The look I get from most people during my impromptu seminars says I believe you, but honestly, I just don't care enough to do something about it. These are the thirty and forty-something equivalents of young smokers, unable to see the point in forgoing pleasure now when the effects will not be seen for years, and are in any case determined by probability rather than certainty. They are not denying the facts, merely choosing to ignore them.
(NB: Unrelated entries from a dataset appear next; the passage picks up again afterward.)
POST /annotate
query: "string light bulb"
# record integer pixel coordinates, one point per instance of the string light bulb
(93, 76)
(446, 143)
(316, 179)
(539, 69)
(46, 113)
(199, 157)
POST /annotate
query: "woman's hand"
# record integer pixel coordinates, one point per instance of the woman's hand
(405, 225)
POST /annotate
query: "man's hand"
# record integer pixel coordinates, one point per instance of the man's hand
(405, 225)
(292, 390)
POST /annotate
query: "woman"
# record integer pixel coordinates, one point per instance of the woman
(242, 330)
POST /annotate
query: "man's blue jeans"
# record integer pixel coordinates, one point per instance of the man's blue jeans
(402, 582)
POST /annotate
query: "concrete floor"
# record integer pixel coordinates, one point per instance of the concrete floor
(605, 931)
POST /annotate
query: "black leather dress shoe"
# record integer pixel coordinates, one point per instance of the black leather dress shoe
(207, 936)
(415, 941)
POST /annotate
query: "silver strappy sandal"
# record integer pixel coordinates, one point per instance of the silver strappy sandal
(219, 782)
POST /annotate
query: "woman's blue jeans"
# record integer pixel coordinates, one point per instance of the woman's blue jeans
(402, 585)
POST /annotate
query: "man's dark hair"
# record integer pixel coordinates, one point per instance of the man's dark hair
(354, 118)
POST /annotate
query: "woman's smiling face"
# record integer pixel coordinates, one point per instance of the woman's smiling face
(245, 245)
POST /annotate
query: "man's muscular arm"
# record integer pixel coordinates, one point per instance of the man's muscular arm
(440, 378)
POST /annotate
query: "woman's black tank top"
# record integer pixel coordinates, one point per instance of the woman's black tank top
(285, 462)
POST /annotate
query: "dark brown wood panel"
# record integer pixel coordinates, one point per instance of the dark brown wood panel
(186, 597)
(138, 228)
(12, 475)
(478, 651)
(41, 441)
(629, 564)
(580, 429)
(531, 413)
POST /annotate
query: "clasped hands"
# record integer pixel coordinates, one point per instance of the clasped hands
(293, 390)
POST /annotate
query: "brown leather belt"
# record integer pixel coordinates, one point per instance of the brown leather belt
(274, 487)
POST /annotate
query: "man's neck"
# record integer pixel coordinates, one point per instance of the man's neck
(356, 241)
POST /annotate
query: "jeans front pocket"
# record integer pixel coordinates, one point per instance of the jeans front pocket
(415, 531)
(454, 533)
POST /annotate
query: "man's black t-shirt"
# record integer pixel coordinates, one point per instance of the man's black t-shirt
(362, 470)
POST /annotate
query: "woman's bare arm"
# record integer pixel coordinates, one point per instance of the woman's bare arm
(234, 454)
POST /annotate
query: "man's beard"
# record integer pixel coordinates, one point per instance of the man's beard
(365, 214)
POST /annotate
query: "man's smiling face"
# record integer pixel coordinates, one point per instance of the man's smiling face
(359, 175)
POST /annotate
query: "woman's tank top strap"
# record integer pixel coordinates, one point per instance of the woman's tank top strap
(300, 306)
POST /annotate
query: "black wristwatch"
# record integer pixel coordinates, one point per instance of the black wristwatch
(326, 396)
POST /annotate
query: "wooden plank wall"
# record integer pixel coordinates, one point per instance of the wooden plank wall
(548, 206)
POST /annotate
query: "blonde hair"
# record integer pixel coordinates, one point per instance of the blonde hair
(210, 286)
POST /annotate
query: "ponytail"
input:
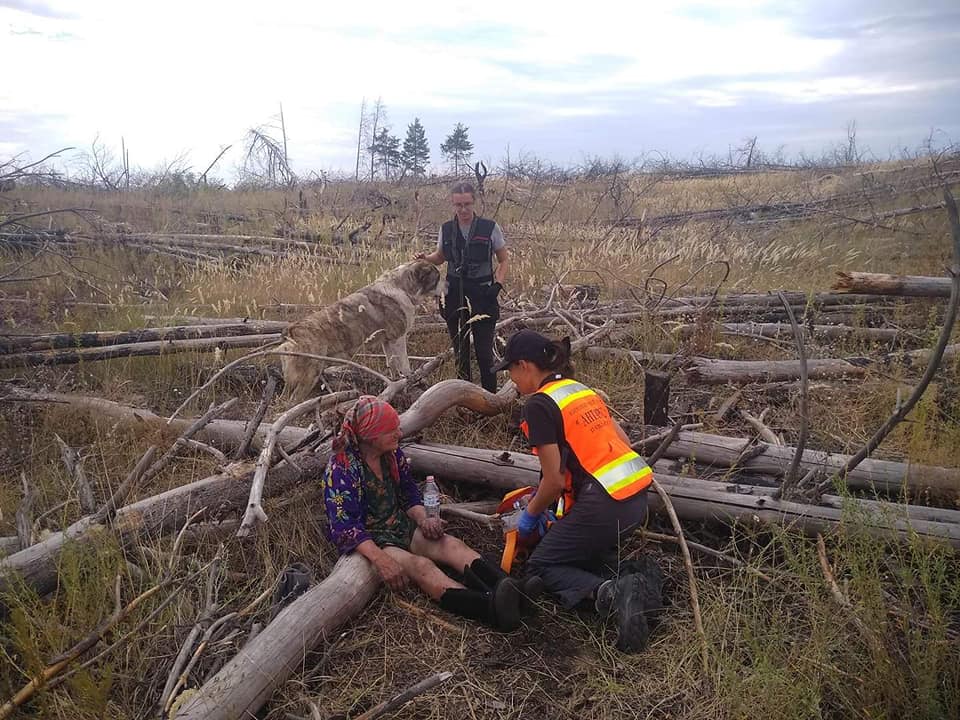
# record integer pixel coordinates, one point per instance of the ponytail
(557, 357)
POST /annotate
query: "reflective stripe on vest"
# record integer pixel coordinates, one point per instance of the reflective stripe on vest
(590, 433)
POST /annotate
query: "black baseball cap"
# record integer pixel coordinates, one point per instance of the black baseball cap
(523, 345)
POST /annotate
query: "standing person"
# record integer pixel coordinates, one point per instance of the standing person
(597, 484)
(374, 508)
(468, 244)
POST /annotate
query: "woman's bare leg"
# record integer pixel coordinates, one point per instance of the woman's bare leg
(448, 550)
(422, 571)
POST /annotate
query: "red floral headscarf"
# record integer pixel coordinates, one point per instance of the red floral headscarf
(369, 418)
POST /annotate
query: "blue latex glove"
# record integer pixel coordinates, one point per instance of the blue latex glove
(528, 523)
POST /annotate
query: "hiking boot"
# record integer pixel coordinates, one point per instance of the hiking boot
(531, 588)
(505, 605)
(630, 610)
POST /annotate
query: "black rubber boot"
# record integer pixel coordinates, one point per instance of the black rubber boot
(500, 609)
(531, 587)
(629, 608)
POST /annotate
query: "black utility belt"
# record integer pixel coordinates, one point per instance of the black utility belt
(488, 280)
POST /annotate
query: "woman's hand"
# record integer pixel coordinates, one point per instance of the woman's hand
(391, 572)
(432, 528)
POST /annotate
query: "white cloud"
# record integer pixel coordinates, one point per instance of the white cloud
(193, 76)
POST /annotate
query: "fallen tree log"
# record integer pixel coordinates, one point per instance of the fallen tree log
(881, 475)
(242, 687)
(777, 330)
(138, 349)
(245, 683)
(223, 494)
(714, 371)
(717, 372)
(901, 285)
(60, 341)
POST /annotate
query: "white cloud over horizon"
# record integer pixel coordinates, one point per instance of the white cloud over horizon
(183, 77)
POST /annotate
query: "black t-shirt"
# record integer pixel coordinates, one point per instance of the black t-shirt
(545, 427)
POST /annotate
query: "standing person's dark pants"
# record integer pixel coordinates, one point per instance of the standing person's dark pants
(576, 554)
(478, 300)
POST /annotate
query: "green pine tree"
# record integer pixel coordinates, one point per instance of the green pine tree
(457, 148)
(385, 149)
(416, 151)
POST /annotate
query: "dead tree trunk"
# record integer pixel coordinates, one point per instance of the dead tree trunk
(883, 284)
(883, 475)
(245, 683)
(161, 347)
(71, 341)
(717, 372)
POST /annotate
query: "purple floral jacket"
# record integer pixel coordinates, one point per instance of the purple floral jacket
(343, 497)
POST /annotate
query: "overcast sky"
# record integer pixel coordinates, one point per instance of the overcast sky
(597, 78)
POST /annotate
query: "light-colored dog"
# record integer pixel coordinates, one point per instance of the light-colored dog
(382, 311)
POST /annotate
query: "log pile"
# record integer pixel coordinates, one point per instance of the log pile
(752, 490)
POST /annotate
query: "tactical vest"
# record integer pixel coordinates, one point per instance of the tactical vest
(589, 432)
(469, 258)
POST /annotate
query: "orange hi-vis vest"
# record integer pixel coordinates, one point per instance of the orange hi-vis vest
(589, 431)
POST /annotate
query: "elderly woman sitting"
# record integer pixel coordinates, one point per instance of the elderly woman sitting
(375, 509)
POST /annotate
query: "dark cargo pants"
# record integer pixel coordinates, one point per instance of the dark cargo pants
(579, 550)
(482, 302)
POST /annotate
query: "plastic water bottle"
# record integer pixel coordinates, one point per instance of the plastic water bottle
(431, 497)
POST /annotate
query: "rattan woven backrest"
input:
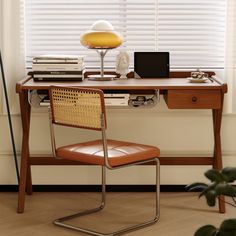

It's easy for people in the communities that surround our blogs to believe it's only a matter of time before the word gets out and everyone embraces the hunter gatherer philosophy; and whilst I remain cautious about whether we can realistically expect this to happen soon, I nevertheless think Mark's book has the potential to be the catalyst.


theorytopractice said...

Let's hope so. I do believe though, that the vast majority of people will simply consume whatever happens to be the cheapest and easiest to get their hands on within their particular, given culture. Unfortunately, it's only the thinnest of slices of a culture who truly gives a damn about their overall health and well being -- prior to it being too late, that is.

Asclepius said...

My first Paleo book purchase was by Tamir Katz:

Despite poor graphics and production, it has a cool low-fi feel and gives you pretty much all you need to go paleo.

Methuselah said...

Ascelpius - I am conscious that the books I listed did not represent a complete coverage of all Paleo books and thanks for mentioning this one.

Another once, recently mentioned over on Conditioning Research, was Exuberant Animal, although I think this deals exclusively with the actvity component rather than diet.

marjann said...

I've been reading mark's daily apple for a while. I think his diet is fantastic for men, but may not be suitable for all women's life cycles... I'm not sure modern women are fit to be gatherers anymore.

Methuselah said...

marjann - I did mention to Mark in the comments of his sneak preview that different ways the blueprint might be applied to men and women would be worth exploring in some depth because Mrs M and my Mum both struggle with the idea of intense exercise, yet thrive on the diet - almost certainly because the roles of males and females would have been significantly different when we were evolving. Is this the point you are alluding to, or are you just saying its harder for a modern woman to adopt the lifestyle of hunter gatherer woman than it is for modern man to adopt the lifestyle of hunter gatherer man?